Ask Slashdot: What Is the Best Distro For Linux Lessons?
MBtronics writes "I work at an embedded hardware/software company and we are currently moving all our products for Windows CE to Linux. Our core development team already uses their favorite distro for development, but the rest of the developers are still working on Windows. We are going to give a series of Linux lessons (from 'what is Linux' to installing, using and developing) for everybody in the company who is interested (including non-developers). They will be allowed to choose their own distro, but we will certainly get requests for recommendations. My question to the Slashdot crowd: what distro (and window manager) do you think is the best to teach Linux to the generic public? We are currently thinking of Ubuntu, Fedora or Mint."
If you're bringing people over from the Windows world, please encourage KDE. It's a pretty good take on the "taskbar w/ a start button" GUI-style and will be immediately familiar to most folks. One word of advice: "Classic Menu Style" for the launcher will help keep things much more traditional.
I went to eat some animal crackers and the box said, "Do not eat if seal is broken." I opened the box and sure enough..
If you're trying to teach them to use Linux for general purposes, I'd go with Mint. It passes the Aunt Tilly test with flying colors in my experience.
If you're trying to teach them about Linux and how stuff works, Slackware or Arch would be the choice.
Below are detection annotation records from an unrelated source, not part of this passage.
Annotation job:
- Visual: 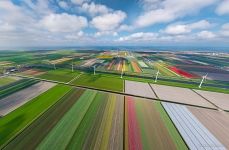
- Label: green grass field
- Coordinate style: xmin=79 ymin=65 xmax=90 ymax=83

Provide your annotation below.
xmin=0 ymin=79 xmax=39 ymax=98
xmin=72 ymin=74 xmax=123 ymax=92
xmin=154 ymin=102 xmax=188 ymax=150
xmin=4 ymin=88 xmax=84 ymax=150
xmin=37 ymin=69 xmax=79 ymax=82
xmin=37 ymin=90 xmax=96 ymax=150
xmin=0 ymin=77 xmax=16 ymax=86
xmin=0 ymin=85 xmax=71 ymax=147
upon the advice of my lawyer, i have no sig at this time
Maybe it's not the kind of answer you were expecting, but FreeBSD is great example for teaching how operating systems work. It's not very different from Linux but is very simple and clean despite doing little to hide its inner workings.
Why is this modded funny? I learned on Slackware 3, and to this date, I am generally more proficient in Linux development and sysadmin duties than anyone I've ever met in my age/pay bracket.
"Learn Redhat, know Redhat. Learn Slackware, know Linux".